Question et réponse sur le temps de séjour ouvrant droit à la prise en charge des frais occasionnés par un voyage de congé annuel pour les agents publics en service en Chine

Question écrite n° 12651 de M. Jean-Yves Leconte (Français établis hors de France – SOC), publiée dans le JO Sénat du 31/07/2014 – page 1785

M. Jean-Yves Leconte interroge M. le ministre des affaires étrangères et du développement international sur la pertinence de certaines dispositions de l’arrêté du 10 avril 2014 fixant les temps de séjour ouvrant droit à prise en charge des frais occasionnés par un voyage de congé annuel pour les personnels civils de l’État et des établissements publics de l’État à caractère administratif en service à l’étranger.

En effet, ce texte fixe de nouveaux temps de séjour au sens du premier alinéa de l’article 34 du décret n° 86-416 du 12 mars 1986 fixant les conditions et modalités de prise en charge par l’État des frais de voyage et de changement de résidence à l’étranger ou entre la France et l’étranger des agents civils de l’État et des établissements publics de l’État à caractère administratif.
Ce premier alinéa dispose que : « L’agent en poste à l’étranger autorisé à prendre un congé annuel bénéficie, à l’issue d’un temps de séjour fixé par arrêté conjoint du ministre des affaires étrangères et du ministre chargé du budget, de la prise en charge par l’administration de ses frais de voyage et de ceux de sa famille. Cette prise en charge s’effectue, dans les conditions prévues au titre VI du présent décret, entre sa résidence à l’étranger et sa résidence en France ou, à défaut, entre sa résidence à l’étranger et sa résidence habituelle ou familiale dans un autre État membre de la Communauté européenne ou de l’Espace économique européen. »
Or, le tableau figurant en annexe de l’arrêté du 10 avril 2014, prévoit pour ce qui concerne la Chine un passage du temps de séjour de dix à quinze mois.
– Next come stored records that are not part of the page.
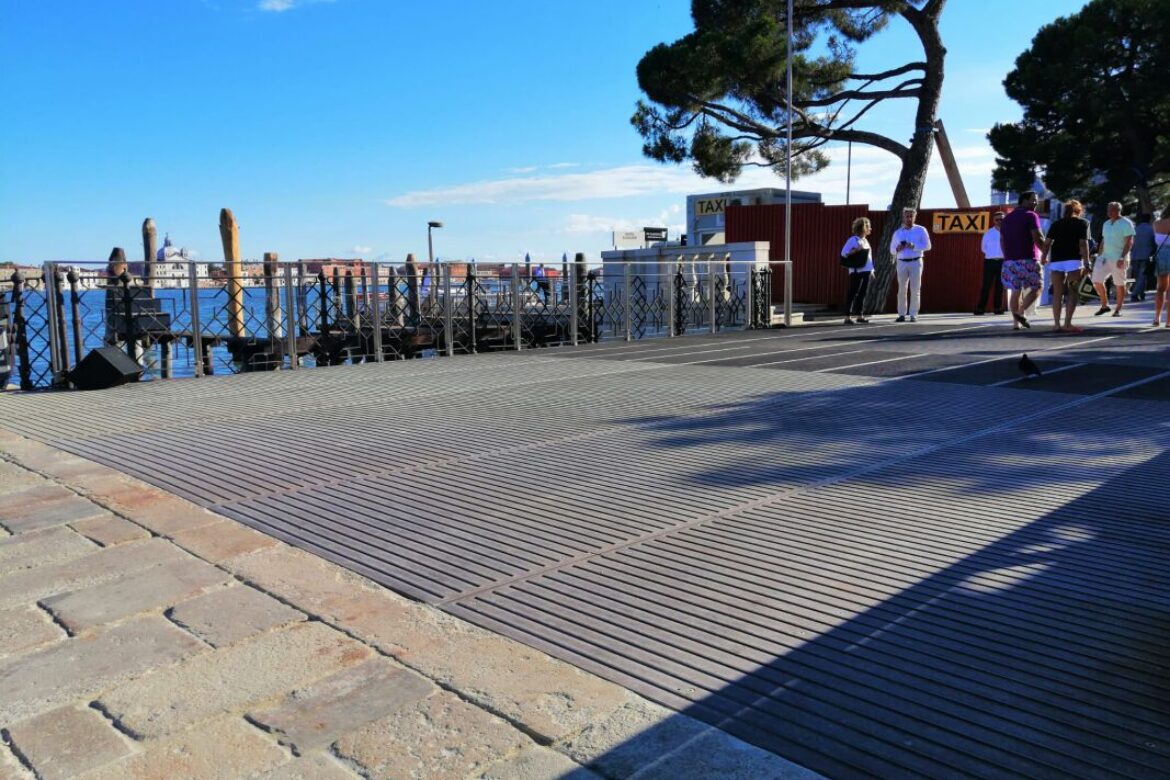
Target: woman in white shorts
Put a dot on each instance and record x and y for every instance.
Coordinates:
(1162, 267)
(1066, 253)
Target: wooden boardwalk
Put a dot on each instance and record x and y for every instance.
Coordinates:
(875, 551)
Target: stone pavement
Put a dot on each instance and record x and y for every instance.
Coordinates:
(143, 636)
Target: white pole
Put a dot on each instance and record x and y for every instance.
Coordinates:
(848, 173)
(787, 151)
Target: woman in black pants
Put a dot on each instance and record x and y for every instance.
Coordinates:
(859, 277)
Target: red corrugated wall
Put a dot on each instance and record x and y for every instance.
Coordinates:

Il semble pourtant anormal d’avoir allongé le temps de séjour à l’étranger dans les villes chinoises comme Wuhan, Pékin, Shangai, Canton, Shenyang et Chengdu, où le taux de pollution est quotidiennement bien au-delà des normes d’alertes traditionnelles considérées comme dangereuses pour la santé.

Il lui demande donc si des mesures visant à corriger cette incohérence vont être prises dans l’intérêt de la santé de nos agents et de leurs famille en poste en Chine.

En attente de réponse du Ministère des affaires étrangères et du développement international.

Réponse de M. le ministre des affaires étrangères et du développement international

L’arrêté du 10 avril 2014 fixant les temps de séjour a permis de mettre en place un système qui fusionne dans un même texte l’ensemble des temps de séjour (temps de séjour « normaux » et temps de séjour dérogatoires). Les temps de séjour sont en cohérence avec la classification des postes par zone en fonction de la difficulté des conditions de vie, appréciée au regard de plusieurs paramètres tels que les contraintes de la vie quotidienne, la situation en matière de sécurité, le climat, les conditions sanitaires et environnementales. L’allongement du temps de séjour pour la Chine, comme pour une soixantaine d’autres postes, résulte donc d’une analyse portant sur un ensemble de critères et a fait l’objet d’une large consultation au sein du ministère. Il est à noter que comme précédemment, les temps de séjour font l’objet d’une révision annuelle, ce qui permet donc une prise en compte rapide de l’évolution des situations particulières. De manière générale, le ministère des affaires étrangères et du développement international est très attentif aux risques et défis sanitaires pour ses agents et leurs familles, y compris aux risques liés à la pollution. Une information générale régulièrement actualisée est à la disposition des agents. Des conseils de prévention sont également diffusés. Une information individuelle sur les conditions environnementales peut être donnée aux agents désireux de se déterminer avant un choix d’affectation. Les agents partant en poste dans des pays exposés à la pollution, comme c’est le cas en Chine, font l’objet lors de la visite médicale de départ d’examens complémentaires approfondis, notamment respiratoires avant d’être déclarés aptes ou non à la destination et sont suivis à leur retour. Le médecin de prévention a récemment effectué une mission dans ce pays pour évaluer les conditions environnementales pour les agents et prendre des dispositions permettant de garantir une qualité de l’air optimale sur le lieu de travail.